バイト 現像所
昭和54年ごろだったか記憶があいまいですが、年の初めだったのは覚えています。現像所でバイトしました。
そのころすでにフリー・ジャズはレコードで聴いたりしていましたが、バイト先で知り合った同じ歳のMTさんにデレク・ベイリーの2枚組のアルバムを借りてデレク・ベイリーもいいもんだなと思いました。タイトルは忘れました。ソロでアコギかフルアコかとにかく電気を通さないギターで完全フリーのアルバムです。フリー・ジャズじゃなくてフリー・インプロヴィゼーションです。
バイトは朝、写真屋さんを何軒か廻り撮影済フィルムを回収します。午前中現像所に出勤し、フィルムを作業工程に乗せます。フィルム現像は機械がやって同時プリントもほとんど機械が自動的に焼き付けます。ネガの状態によって部分的にベテランの人が焼き付け作業をします。
印画紙は新入りが暗室でロール巻きし、現像工程に回します。焼き直し工程をして袋詰めし、夕方帰り掛けに朝廻ってきた写真屋さんに寄って出来上がったプリントとフィルムを配送します。車の人もいますが、新入りは往きも帰りも電車です。
2歳上の女性Uさんが気さくに声を掛けてきました。Uさんは気さくすぎて、ちょっとクソしてくる、と言ってトイレに行きます。もう5年ぐらい働いているんだろうと思って訊いたら、入って一週間でした。ぼくより数日早いだけでした。
Uさんの担当はまだできたばかりの渋谷の「109」にあるDPEでした。
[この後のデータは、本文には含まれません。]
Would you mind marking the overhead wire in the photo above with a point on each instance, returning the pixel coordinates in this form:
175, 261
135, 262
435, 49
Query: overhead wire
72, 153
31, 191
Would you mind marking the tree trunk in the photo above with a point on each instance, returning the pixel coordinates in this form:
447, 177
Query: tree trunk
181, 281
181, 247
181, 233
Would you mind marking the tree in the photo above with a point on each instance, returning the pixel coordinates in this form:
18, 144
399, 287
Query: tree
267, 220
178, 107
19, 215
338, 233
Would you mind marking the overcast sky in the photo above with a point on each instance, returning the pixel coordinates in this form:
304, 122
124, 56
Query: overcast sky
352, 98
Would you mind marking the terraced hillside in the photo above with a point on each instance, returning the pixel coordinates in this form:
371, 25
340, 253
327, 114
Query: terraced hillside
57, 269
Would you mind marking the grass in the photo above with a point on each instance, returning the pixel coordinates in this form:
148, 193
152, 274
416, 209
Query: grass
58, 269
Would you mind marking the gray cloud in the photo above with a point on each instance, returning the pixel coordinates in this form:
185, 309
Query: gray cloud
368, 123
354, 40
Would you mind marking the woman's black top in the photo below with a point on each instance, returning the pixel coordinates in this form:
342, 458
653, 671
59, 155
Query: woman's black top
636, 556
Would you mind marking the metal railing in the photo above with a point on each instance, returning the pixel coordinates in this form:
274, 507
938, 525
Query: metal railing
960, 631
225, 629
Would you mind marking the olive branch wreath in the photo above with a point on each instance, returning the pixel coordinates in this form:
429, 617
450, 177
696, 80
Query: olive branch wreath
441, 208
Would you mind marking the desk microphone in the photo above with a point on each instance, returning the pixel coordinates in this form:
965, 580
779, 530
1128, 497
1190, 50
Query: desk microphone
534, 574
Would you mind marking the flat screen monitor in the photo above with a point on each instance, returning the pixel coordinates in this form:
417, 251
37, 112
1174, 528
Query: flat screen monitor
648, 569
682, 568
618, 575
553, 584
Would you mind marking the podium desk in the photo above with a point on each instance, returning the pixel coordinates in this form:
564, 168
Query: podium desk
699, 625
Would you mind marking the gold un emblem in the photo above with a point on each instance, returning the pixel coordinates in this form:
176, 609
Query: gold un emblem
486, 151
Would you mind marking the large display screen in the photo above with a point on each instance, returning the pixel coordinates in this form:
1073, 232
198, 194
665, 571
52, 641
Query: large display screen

昼食は社員食堂にUさんと向かい合って一緒でした。喫茶店も一緒のことが多かったです。
Uさんが昼休み文庫本をカバーをかけて読んでいたので、字面から「山手樹一郎か何か?」と訊いたら「どうしてわかったの?」と返ってきました。ぼくも本屋さんで立ち読みして山手樹一郎は読みやすく面白そうだと思っていたので、あてずっぽうで言ってみたのです。
Uさんは人妻でした。なのに団塊のMKさんも何となくUさんと話したがっている様子でした。
そのうちUさんは妊娠をしてバイトをやめてしまいました。言うまでもなく旦那さんとの子どもです。
MKさんとぼくは喪失感に襲われました。Uさんがいたころはライバル視していたのに、昼休みとかMKさんと親しく話す機会が増えました。このMKさんが思想的なことをぼくに話し始めたのは、それほど後のことではありません。